CHOIX (libre)
Nous choisissons généralement de devenir ce que nous n’avons pas le pouvoir de ne pas être.
DÉSESPOIR
Le désespoir poli, pas trop mon truc. Son vrai nom me semble être résignation. J’ai plutôt le désespoir malpoli, rugueux et révolté. Je rue dans les brancards, hurle, griffe, mords et finis par sortir du trou. Pas question de me résigner : mon désespoir, je veux au moins le faire partager !
FEMMES
J’aime beaucoup trop les femmes pour être un grand séducteur.
GLOIRES (fausses)
Prendre des esbroufeurs sans conscience ni talent comme les Klein, les Warhol, les Koons pour des créateurs, c’est le fait d’une société si déboussolée et si incapable de se renouveler qu’elle ne sait plus à quel malsain se vouer.
IMAGINATION
Pas d’imagination sans curiosité, mais pas non plus sans culture. C’est ce que m’ont appris vingt ans d’improvisation théâtrale. L’imagination a besoin d’un terreau qui la nourrisse autant que de découvertes qui la stimulent. C’est sans doute pourquoi tant de mes contemporains en sont cruellement privés.
INSÉPARABLES
Même dans l’abstrait, nous figurons. Même dans la figuration, nous pratiquons l’abstraction. Voir, c’est déjà abstraire, penser c’est imaginer. Opposer figuration et abstraction, c’est ne rien comprendre à la peinture – ni à la vie.
LIBERTÉ
Notre seule vraie liberté : choisir d’être ce qu’on est. Vouloir être autre, c’est tricher, et c’est d’autant plus stupide que c’est impossible. Accepter d’être qui je suis, c’est du travail pour toute une vie.
PUÉRILS
Nous le sommes tous. L’important n’est pas de le savoir, mais d’en tenir compte.
REGARD
La plupart d’entre nous, quand nous regardons de la peinture – ou plutôt quand nous ne la regardons pas, tant notre œil est alors particulièrement vide et distrait –, j’ai l’impression que nous la salissons, et l’envie de nous foutre dehors. Ce regard, que j’appellerais bovin si ce n’était pas faire injure aux bovidés, il quête une sensation bien plus qu’il n’explore une création, c’est au pire sens du terme un regard absent. Un regard qui glisse comme à travers une vitre invisible, comme un signe de tête distant. On ne connaît pas, on ne veut pas connaître, mais on salue, à toutes fins utiles. Au mieux, on admire pour la forme, on dit qu’on aime… et l’on se détourne au bout de dix secondes !

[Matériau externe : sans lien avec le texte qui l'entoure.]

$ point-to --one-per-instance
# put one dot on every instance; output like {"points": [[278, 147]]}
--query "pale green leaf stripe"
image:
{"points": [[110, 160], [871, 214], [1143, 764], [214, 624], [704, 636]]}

Je préfère les regards qui dévorent ou qui rejettent, ils existent au moins. La peinture, on ne la regarde pas, on l’aime ou on la hait.
Idéalement, regarder de la peinture, c’est y plonger.
Faire la queue pour voir la Chapelle Sixtine et y passer en file indienne sans s’arrêter, c’est une injure à Michel-Ange et à l’art. Les prêtres qui ont organisé cela, impossible qu’ils aient la foi.
Extrait de « Remarques en passant 18 ».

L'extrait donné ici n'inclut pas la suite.